A justification for follow-up blood cultures was documented in the charts of 58 (45.7%) of 127 eligible patients (Fig. 2). The most common justifications for follow-up blood cultures were to ensure clearance (28 cases), to guide antibiotic therapy (16 cases), “repeat until negative” (5 cases), and in response to fever (4 cases). Justification for follow-up blood culture was associated with a positive overall impression of the patient’s condition in 20 cases, a negative impression in 31 cases, and no assessment of the patient’s condition in 7 cases. Follow-up blood cultures to guide antibiotic therapy (10 cases for negative impression, 3 for positive, 3 with no impression) and fever (3 for negative impression, 0 for positive, 1 with no impression) were recommended more frequently in the setting of provider concern. Follow-up blood cultures to ensure clearance or to be repeated until negative were used equally regardless of providers’ overall impression of the patient’s condition.

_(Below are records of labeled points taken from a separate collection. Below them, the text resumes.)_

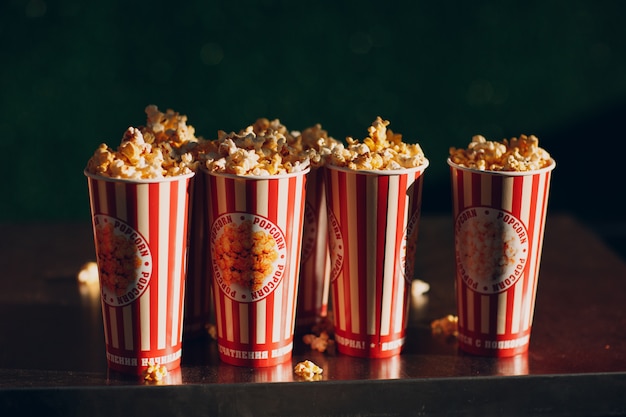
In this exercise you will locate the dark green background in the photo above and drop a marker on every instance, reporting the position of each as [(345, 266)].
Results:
[(75, 73)]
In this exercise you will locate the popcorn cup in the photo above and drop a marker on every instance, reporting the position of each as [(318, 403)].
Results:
[(198, 304), (315, 258), (373, 221), (499, 222), (255, 229), (140, 234)]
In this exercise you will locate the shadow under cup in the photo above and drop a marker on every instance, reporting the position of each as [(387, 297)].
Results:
[(499, 224), (373, 219), (140, 233)]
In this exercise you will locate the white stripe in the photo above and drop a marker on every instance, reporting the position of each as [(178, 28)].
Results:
[(220, 185), (467, 188), (353, 255), (244, 323), (469, 308), (113, 324), (121, 204), (127, 315), (539, 226), (278, 311), (230, 324), (527, 190), (338, 284), (103, 309), (390, 258), (460, 308), (293, 253), (485, 303), (507, 193), (485, 190), (178, 261), (262, 194), (218, 310), (400, 305), (518, 295), (143, 220), (102, 196), (501, 315), (163, 264), (261, 321), (144, 317)]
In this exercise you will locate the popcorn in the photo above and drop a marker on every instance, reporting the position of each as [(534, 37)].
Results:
[(117, 259), (245, 257), (381, 150), (160, 149), (515, 154), (88, 273), (155, 373), (308, 371), (321, 338), (446, 326), (315, 142), (487, 250), (262, 149)]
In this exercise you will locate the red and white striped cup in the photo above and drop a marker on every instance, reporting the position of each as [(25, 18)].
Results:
[(140, 233), (198, 303), (499, 223), (255, 229), (373, 219), (315, 258)]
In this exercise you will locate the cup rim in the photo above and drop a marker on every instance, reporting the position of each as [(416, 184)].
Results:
[(138, 180), (256, 177), (505, 173), (379, 172)]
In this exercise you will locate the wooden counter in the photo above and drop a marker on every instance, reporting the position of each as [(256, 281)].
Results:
[(52, 357)]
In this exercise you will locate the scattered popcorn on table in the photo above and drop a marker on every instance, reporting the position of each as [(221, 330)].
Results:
[(446, 326), (515, 154), (157, 150), (308, 370), (321, 337), (381, 150), (88, 273), (262, 149), (155, 373)]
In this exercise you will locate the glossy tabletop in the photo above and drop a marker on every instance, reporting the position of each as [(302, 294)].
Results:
[(52, 357)]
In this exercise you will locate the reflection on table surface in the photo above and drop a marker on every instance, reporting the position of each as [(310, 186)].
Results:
[(52, 326)]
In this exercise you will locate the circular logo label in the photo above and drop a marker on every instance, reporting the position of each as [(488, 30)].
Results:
[(491, 249), (249, 256), (335, 245), (124, 260), (309, 232), (408, 249)]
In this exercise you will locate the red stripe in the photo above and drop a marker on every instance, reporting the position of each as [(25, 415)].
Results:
[(382, 200), (496, 190), (363, 199), (475, 180), (153, 241), (518, 196), (342, 219)]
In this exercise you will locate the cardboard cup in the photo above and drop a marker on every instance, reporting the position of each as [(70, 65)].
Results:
[(198, 303), (255, 229), (140, 234), (373, 219), (499, 223), (315, 258)]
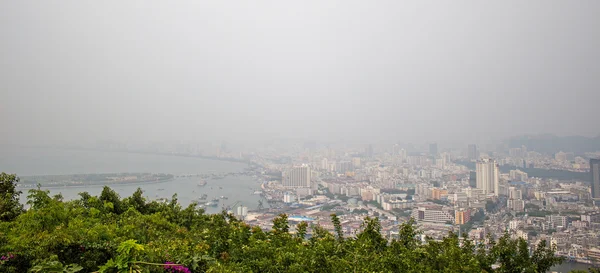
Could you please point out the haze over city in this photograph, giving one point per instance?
(456, 72)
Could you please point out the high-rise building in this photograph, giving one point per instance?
(473, 179)
(324, 164)
(595, 173)
(396, 150)
(432, 215)
(297, 177)
(369, 151)
(514, 193)
(462, 216)
(472, 152)
(488, 176)
(433, 149)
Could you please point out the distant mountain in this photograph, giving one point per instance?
(551, 144)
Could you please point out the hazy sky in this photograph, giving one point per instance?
(328, 70)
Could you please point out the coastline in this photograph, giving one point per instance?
(101, 183)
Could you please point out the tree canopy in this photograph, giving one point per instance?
(108, 233)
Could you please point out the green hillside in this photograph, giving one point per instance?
(107, 233)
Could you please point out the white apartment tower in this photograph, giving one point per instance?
(297, 177)
(487, 176)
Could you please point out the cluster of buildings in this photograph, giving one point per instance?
(441, 193)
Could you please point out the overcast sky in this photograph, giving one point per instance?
(327, 70)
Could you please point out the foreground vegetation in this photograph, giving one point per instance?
(108, 234)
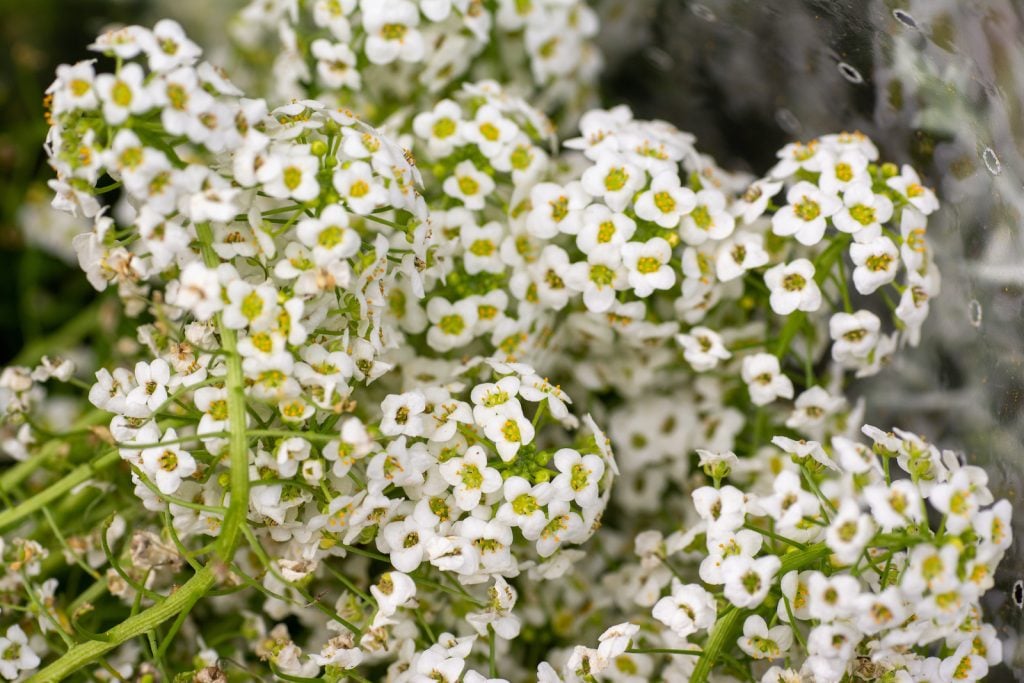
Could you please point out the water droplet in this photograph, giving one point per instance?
(705, 12)
(658, 58)
(991, 161)
(974, 311)
(905, 18)
(850, 74)
(787, 121)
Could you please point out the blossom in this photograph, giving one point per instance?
(877, 263)
(765, 380)
(793, 287)
(471, 477)
(168, 465)
(469, 185)
(690, 608)
(15, 654)
(748, 581)
(391, 32)
(666, 201)
(647, 265)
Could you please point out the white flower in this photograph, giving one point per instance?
(908, 184)
(562, 525)
(406, 541)
(452, 324)
(123, 94)
(469, 185)
(555, 209)
(812, 408)
(896, 505)
(878, 611)
(168, 465)
(615, 640)
(961, 498)
(482, 253)
(391, 32)
(439, 127)
(496, 399)
(797, 156)
(167, 47)
(667, 201)
(793, 287)
(391, 591)
(723, 509)
(690, 608)
(754, 201)
(601, 225)
(329, 236)
(361, 193)
(805, 213)
(579, 477)
(647, 265)
(702, 348)
(832, 598)
(613, 180)
(765, 380)
(470, 477)
(913, 304)
(760, 642)
(152, 380)
(747, 581)
(854, 336)
(804, 449)
(740, 253)
(523, 506)
(862, 213)
(509, 431)
(877, 261)
(291, 172)
(251, 306)
(598, 278)
(489, 130)
(708, 219)
(402, 414)
(964, 665)
(336, 65)
(15, 655)
(845, 172)
(723, 544)
(198, 290)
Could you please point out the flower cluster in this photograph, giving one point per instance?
(349, 427)
(838, 570)
(384, 58)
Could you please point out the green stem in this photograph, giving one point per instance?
(80, 655)
(238, 447)
(22, 471)
(724, 632)
(69, 335)
(78, 475)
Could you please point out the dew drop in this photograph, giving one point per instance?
(991, 161)
(974, 311)
(658, 58)
(850, 74)
(705, 12)
(905, 18)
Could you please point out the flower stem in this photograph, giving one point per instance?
(723, 634)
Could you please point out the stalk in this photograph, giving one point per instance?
(723, 634)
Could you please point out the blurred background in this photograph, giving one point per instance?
(936, 83)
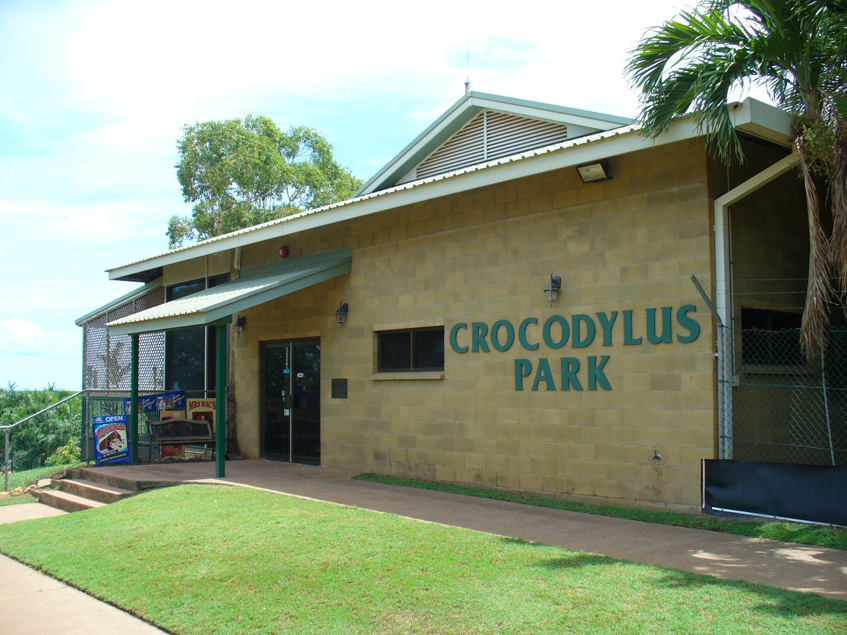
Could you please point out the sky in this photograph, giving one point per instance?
(94, 94)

Fig. 2. Provider explanation for obtaining follow-up blood culture (N = 58).

Mortality among patients with and without follow-up blood cultures

Unfortunately, 7 patients provided incomplete follow-up data and were censored before 30 days of follow-up (see Supplementary Appendix online for the characteristics of these patients). Also, 40 patients (25.2%) died within 30 days of their index positive blood culture, including 24 (18.9%) of 127 patients who had follow-up blood cultures and 16 (50%) of 32 patients without follow-up blood cultures. Mortality rates within the 30-day follow-up period were similar between patients whose follow-up blood cultures were negative and positive (24.1% vs 33.3%; P = .40, χ2 testing).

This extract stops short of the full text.